What is early or precocious puberty?

Puberty is a difficult time for most young people, causing confusing changes to appearance, hormones and feelings. Starting puberty early can make this time harder to deal with, and for young people with learning challenges, it can be very hard indeed.

As well as the difficulties of mood swings and coping with periods at a young age, children also have to cope with having physical changes, such as breast development or body hair, ahead of their classmates. They may also start to show sexualised behaviour, which might be difficult for the child and others to understand and deal with.

Early puberty results in short stature in adulthood too, as we stop growing once puberty has ended, so the younger (and shorter) we are when puberty begins, the shorter we will be as adults. Most girls with bladder problems find these are much worse, with more leakage, around the time of their period, as the hormones relax the pelvic floor, crucial for keeping the bladder neck closed.

Having the first signs of puberty before ten years for boys or nine years for girls is known as Early Puberty, while under the age of nine for boys or eight for girls, is classified as Precocious Puberty.

Early / precocious puberty is common amongst children with hydrocephalus, and spina bifida with hydrocephalus. The most up to date research found that for children with shunts (but without spina bifida) puberty started early or very early in around three quarters of girls, and two thirds of boys. For children with spina bifida, around half of girls and a third of boys experienced early puberty.

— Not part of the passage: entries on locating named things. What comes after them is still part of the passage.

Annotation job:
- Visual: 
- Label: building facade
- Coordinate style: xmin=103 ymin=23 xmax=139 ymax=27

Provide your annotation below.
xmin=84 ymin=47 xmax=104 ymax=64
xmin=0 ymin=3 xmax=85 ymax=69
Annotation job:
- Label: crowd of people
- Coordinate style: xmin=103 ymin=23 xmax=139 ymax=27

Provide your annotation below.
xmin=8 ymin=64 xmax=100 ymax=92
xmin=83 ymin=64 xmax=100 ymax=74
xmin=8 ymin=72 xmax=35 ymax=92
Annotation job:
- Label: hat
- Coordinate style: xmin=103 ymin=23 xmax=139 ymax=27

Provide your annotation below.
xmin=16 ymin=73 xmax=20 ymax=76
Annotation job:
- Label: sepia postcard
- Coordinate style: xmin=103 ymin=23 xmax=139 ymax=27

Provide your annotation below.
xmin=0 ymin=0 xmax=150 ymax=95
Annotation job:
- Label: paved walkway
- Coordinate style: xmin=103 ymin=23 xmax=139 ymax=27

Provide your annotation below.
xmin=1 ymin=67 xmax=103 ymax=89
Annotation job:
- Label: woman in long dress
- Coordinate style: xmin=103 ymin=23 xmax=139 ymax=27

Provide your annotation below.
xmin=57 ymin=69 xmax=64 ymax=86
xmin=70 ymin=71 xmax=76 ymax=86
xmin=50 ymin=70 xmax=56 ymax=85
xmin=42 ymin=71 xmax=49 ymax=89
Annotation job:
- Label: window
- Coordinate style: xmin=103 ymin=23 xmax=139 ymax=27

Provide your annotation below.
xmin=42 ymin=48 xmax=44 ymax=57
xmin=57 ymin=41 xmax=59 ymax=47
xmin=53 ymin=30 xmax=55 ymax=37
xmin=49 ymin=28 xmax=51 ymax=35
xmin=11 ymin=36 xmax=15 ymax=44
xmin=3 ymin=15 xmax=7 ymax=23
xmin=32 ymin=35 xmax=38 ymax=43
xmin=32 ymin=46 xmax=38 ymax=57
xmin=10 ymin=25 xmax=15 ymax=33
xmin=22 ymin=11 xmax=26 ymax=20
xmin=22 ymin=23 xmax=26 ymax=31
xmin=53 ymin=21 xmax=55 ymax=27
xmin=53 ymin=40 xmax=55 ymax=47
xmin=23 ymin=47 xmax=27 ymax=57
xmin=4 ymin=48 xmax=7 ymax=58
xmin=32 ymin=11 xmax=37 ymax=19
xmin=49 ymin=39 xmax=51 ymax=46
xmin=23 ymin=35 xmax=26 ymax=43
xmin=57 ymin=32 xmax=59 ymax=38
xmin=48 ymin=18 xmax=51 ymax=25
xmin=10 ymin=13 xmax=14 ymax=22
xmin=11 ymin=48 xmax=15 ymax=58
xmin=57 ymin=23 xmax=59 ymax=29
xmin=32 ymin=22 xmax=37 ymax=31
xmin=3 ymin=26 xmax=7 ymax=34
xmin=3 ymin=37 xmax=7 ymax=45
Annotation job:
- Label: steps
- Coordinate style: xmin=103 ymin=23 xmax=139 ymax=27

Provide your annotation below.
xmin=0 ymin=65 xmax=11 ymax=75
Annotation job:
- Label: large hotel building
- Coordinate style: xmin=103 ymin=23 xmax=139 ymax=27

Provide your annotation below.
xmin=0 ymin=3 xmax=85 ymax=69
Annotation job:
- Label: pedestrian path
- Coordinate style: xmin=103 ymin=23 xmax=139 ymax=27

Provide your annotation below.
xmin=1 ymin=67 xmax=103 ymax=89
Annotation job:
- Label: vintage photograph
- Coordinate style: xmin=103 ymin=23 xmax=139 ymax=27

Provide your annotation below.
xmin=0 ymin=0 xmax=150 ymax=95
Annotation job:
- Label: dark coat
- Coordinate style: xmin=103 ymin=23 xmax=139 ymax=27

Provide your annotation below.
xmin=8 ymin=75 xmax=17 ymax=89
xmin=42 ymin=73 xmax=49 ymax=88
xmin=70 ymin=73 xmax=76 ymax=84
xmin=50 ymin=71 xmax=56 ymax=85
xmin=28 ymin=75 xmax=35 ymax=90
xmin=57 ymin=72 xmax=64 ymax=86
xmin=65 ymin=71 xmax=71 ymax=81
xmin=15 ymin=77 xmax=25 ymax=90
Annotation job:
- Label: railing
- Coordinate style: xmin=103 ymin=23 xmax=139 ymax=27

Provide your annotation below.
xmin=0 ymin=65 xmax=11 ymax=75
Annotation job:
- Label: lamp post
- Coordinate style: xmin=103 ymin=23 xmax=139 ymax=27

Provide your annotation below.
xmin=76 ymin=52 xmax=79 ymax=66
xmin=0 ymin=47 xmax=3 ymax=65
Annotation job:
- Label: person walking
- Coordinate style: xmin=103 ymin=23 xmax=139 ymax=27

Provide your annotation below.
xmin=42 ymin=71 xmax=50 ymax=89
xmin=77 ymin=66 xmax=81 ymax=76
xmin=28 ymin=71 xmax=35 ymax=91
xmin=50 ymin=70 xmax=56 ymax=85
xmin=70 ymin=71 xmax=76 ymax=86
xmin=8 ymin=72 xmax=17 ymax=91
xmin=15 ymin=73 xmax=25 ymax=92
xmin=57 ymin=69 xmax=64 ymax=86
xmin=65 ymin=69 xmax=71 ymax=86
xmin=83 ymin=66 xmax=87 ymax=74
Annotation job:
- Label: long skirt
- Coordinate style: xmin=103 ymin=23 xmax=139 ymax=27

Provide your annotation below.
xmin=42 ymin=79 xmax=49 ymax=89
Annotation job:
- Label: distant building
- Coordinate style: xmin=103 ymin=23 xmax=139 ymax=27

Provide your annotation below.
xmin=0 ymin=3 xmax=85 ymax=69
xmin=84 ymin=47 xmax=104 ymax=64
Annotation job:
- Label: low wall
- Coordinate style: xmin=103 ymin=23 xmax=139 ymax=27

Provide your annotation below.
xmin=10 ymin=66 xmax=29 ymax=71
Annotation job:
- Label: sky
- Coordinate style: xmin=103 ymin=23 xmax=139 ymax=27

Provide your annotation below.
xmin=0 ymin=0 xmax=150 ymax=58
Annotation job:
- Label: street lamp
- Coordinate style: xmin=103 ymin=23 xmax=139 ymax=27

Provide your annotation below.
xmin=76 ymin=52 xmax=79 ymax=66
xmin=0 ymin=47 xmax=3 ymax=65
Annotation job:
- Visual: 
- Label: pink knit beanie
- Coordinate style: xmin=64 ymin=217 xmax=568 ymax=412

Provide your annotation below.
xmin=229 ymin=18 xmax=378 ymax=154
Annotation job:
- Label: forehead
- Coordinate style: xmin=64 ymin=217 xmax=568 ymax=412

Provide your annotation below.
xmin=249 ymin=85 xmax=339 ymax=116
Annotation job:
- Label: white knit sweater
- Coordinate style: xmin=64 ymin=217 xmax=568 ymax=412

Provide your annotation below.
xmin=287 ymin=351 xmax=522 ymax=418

Adrenarche is a normal part of development, which happens when the adrenal glands mature. It occurs before puberty, usually between the ages of six and eight. The glands begin to produce hormones which can cause pubic and other body hair to begin to grow in some children, cause mood swings or tearfulness, and change the smell of sweat to produce ‘body odour’.

The first signs of puberty, include development of breast buds or breast tenderness in girls, and enlargement of the testes, and reddening of the scrotum in boys. It is these changes, rather than the changes associated with adrenarche, that signal the beginning of puberty.

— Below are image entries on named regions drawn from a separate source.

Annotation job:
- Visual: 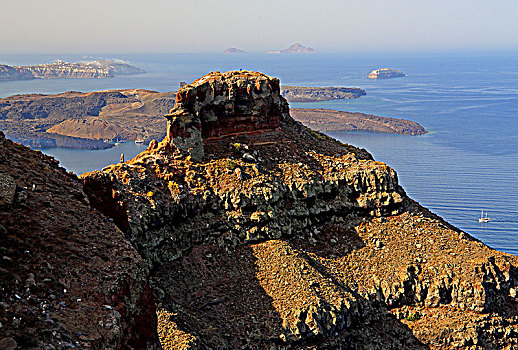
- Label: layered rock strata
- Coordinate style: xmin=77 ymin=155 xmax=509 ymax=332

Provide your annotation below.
xmin=0 ymin=89 xmax=176 ymax=149
xmin=82 ymin=71 xmax=518 ymax=349
xmin=165 ymin=71 xmax=289 ymax=160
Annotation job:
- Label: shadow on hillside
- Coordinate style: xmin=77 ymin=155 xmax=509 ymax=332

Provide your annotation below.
xmin=153 ymin=241 xmax=426 ymax=349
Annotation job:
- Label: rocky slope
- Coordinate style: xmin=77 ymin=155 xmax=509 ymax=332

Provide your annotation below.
xmin=290 ymin=108 xmax=427 ymax=135
xmin=0 ymin=132 xmax=158 ymax=349
xmin=281 ymin=86 xmax=367 ymax=102
xmin=367 ymin=68 xmax=407 ymax=79
xmin=0 ymin=89 xmax=176 ymax=149
xmin=0 ymin=64 xmax=34 ymax=81
xmin=14 ymin=60 xmax=144 ymax=79
xmin=82 ymin=71 xmax=518 ymax=349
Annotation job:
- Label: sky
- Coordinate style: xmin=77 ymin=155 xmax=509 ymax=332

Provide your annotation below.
xmin=0 ymin=0 xmax=518 ymax=54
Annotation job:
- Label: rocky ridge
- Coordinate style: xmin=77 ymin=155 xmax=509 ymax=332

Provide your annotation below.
xmin=82 ymin=71 xmax=518 ymax=349
xmin=281 ymin=86 xmax=367 ymax=102
xmin=0 ymin=132 xmax=158 ymax=349
xmin=367 ymin=68 xmax=407 ymax=79
xmin=0 ymin=64 xmax=34 ymax=81
xmin=0 ymin=89 xmax=176 ymax=149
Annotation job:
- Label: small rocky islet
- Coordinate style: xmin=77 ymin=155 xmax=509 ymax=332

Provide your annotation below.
xmin=0 ymin=71 xmax=518 ymax=349
xmin=367 ymin=68 xmax=407 ymax=79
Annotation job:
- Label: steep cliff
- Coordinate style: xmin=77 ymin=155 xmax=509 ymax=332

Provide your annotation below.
xmin=0 ymin=132 xmax=158 ymax=349
xmin=0 ymin=64 xmax=34 ymax=81
xmin=14 ymin=60 xmax=144 ymax=79
xmin=82 ymin=71 xmax=518 ymax=349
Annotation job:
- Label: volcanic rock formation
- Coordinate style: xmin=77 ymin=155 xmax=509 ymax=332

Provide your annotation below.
xmin=0 ymin=132 xmax=158 ymax=349
xmin=165 ymin=71 xmax=289 ymax=161
xmin=367 ymin=68 xmax=407 ymax=79
xmin=82 ymin=71 xmax=518 ymax=349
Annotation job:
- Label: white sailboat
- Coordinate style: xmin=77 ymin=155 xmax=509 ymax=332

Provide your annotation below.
xmin=478 ymin=210 xmax=491 ymax=222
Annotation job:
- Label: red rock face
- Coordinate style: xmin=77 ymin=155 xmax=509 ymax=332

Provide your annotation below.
xmin=166 ymin=71 xmax=289 ymax=159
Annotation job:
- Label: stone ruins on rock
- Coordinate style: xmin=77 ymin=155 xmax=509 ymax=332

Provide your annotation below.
xmin=165 ymin=71 xmax=289 ymax=160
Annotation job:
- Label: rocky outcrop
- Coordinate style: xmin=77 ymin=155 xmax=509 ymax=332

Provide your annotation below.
xmin=281 ymin=86 xmax=367 ymax=102
xmin=367 ymin=68 xmax=407 ymax=79
xmin=164 ymin=71 xmax=289 ymax=161
xmin=0 ymin=132 xmax=158 ymax=349
xmin=290 ymin=108 xmax=427 ymax=135
xmin=0 ymin=64 xmax=34 ymax=81
xmin=267 ymin=43 xmax=317 ymax=54
xmin=223 ymin=47 xmax=247 ymax=55
xmin=82 ymin=71 xmax=518 ymax=349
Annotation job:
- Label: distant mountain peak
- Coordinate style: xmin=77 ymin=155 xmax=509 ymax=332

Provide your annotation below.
xmin=267 ymin=43 xmax=317 ymax=54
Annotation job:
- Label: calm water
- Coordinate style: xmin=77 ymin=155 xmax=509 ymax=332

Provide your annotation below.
xmin=0 ymin=53 xmax=518 ymax=254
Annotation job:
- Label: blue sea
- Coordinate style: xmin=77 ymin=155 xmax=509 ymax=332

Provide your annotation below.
xmin=0 ymin=52 xmax=518 ymax=254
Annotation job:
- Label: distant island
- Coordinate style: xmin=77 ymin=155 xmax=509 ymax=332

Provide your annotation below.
xmin=0 ymin=86 xmax=426 ymax=149
xmin=0 ymin=60 xmax=144 ymax=81
xmin=290 ymin=108 xmax=427 ymax=135
xmin=266 ymin=43 xmax=317 ymax=54
xmin=281 ymin=86 xmax=367 ymax=102
xmin=367 ymin=68 xmax=407 ymax=79
xmin=223 ymin=47 xmax=248 ymax=55
xmin=0 ymin=89 xmax=176 ymax=149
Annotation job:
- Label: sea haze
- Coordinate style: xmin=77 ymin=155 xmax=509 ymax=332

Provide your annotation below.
xmin=0 ymin=53 xmax=518 ymax=254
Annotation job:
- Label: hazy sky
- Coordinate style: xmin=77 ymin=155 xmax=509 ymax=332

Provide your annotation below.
xmin=0 ymin=0 xmax=518 ymax=53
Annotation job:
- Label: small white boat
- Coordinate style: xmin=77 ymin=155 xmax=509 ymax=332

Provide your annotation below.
xmin=478 ymin=210 xmax=491 ymax=222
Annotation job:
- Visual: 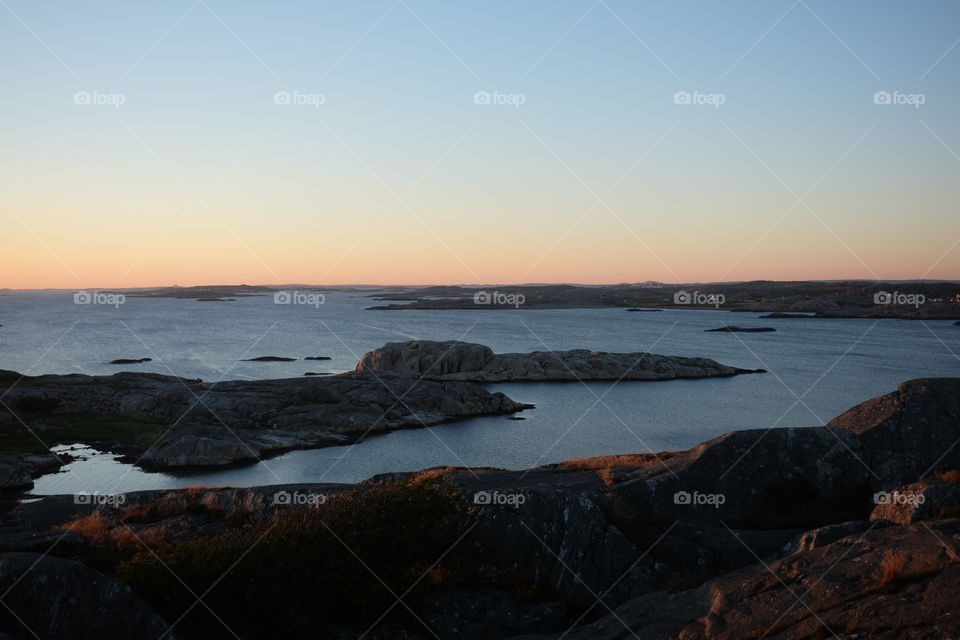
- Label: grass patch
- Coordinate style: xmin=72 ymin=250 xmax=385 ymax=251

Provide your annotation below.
xmin=0 ymin=414 xmax=169 ymax=453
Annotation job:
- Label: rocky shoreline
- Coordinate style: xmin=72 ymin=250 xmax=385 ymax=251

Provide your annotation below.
xmin=0 ymin=378 xmax=960 ymax=640
xmin=357 ymin=340 xmax=764 ymax=383
xmin=0 ymin=341 xmax=755 ymax=478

So why does Early Puberty happen?

At the moment, we are not too sure exactly how, because we don’t understand fully how puberty is controlled in typically developing children.

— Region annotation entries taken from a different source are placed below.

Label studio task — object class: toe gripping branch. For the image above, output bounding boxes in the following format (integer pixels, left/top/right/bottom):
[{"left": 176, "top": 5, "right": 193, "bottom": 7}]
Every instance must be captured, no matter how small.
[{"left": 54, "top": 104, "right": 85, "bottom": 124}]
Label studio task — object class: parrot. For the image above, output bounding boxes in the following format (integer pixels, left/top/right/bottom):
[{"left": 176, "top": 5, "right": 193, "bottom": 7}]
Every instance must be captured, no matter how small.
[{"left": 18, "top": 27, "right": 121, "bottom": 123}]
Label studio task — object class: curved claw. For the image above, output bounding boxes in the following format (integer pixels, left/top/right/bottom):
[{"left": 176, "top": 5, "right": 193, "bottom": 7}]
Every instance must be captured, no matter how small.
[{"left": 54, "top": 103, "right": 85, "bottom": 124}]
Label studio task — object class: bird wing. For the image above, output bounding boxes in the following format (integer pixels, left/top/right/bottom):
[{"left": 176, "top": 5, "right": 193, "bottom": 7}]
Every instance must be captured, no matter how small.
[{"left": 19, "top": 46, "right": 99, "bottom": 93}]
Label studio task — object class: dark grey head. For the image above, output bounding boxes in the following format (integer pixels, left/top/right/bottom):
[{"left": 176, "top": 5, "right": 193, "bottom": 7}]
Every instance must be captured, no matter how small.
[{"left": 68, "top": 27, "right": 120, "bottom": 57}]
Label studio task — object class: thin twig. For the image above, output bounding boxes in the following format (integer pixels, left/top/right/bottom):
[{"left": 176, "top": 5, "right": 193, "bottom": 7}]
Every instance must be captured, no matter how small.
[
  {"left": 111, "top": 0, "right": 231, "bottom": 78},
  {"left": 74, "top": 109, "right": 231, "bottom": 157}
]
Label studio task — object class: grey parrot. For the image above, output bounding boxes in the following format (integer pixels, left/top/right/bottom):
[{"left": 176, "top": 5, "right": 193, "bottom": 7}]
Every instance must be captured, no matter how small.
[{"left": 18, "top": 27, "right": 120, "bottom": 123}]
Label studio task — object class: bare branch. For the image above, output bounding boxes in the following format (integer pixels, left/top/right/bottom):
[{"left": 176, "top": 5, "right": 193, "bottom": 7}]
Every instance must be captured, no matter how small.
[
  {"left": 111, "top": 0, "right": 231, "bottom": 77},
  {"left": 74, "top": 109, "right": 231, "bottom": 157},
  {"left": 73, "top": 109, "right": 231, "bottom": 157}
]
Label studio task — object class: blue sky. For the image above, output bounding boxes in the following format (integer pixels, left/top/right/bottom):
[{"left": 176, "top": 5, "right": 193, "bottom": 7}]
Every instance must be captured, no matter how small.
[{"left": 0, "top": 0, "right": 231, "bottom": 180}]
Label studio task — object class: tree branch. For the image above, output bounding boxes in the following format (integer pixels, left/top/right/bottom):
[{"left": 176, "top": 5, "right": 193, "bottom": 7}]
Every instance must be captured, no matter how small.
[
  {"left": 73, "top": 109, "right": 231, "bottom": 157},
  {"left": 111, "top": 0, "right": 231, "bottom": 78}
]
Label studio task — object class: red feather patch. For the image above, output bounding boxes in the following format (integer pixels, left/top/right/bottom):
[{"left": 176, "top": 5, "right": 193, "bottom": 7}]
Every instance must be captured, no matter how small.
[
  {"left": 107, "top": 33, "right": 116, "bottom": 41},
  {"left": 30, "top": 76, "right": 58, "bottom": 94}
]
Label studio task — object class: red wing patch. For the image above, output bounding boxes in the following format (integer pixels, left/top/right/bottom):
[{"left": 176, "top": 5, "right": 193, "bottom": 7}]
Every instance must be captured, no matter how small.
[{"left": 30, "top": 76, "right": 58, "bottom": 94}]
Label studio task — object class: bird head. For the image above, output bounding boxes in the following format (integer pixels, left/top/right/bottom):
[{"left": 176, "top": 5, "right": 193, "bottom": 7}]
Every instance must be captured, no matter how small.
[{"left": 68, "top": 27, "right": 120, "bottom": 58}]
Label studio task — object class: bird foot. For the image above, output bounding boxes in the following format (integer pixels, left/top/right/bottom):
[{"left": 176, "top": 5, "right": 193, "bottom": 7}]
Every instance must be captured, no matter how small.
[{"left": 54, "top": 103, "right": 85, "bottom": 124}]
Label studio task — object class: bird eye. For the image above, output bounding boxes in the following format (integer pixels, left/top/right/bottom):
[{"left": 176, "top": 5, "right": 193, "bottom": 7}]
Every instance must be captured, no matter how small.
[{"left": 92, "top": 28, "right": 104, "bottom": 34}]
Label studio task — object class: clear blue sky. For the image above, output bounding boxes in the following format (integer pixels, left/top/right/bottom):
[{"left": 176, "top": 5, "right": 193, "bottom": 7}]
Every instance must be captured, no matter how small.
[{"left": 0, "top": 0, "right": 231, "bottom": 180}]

The organ responsible for coordinating puberty, and all our hormones which control reproduction, the pituitary gland, is found at the base of the brain, just below the third ventricle. It is thought that increases in pressure in this area, either before shunting, or during shunt malfunction, can change the pituitary, and bring about early puberty.

Early puberty is also seen in children without shunts but with endoscopic third ventriculostomies, which would support this theory.

What can help?

Timing can be difficult - by the time parents spot the earliest physical changes, puberty is underway. However, the growth spurt that heralds puberty usually begins around six months before puberty begins, so spotting this can provide a bit of time to arrange to see your paediatrician or get a referral to an endocrinologist (a doctor specialising in hormones) to see if puberty could, or should, be delayed.

It is possible to delay precocious puberty for a few years, by giving a hormone similar to the one which kick starts puberty. This blocks the action of the body’s natural hormone, and allows the child to mature and grow as usual, so that when puberty is allowed to begin, the child is better able to cope with the changes.

It may not always be possible or desirable to delay puberty, but getting an opinion could be helpful. So measure your child’s height every few months or if you think growth is especially rapid. You can measure arm span if it is difficult to measure height accurately, and ask for a referral if your child is very young and you think they are about to enter puberty.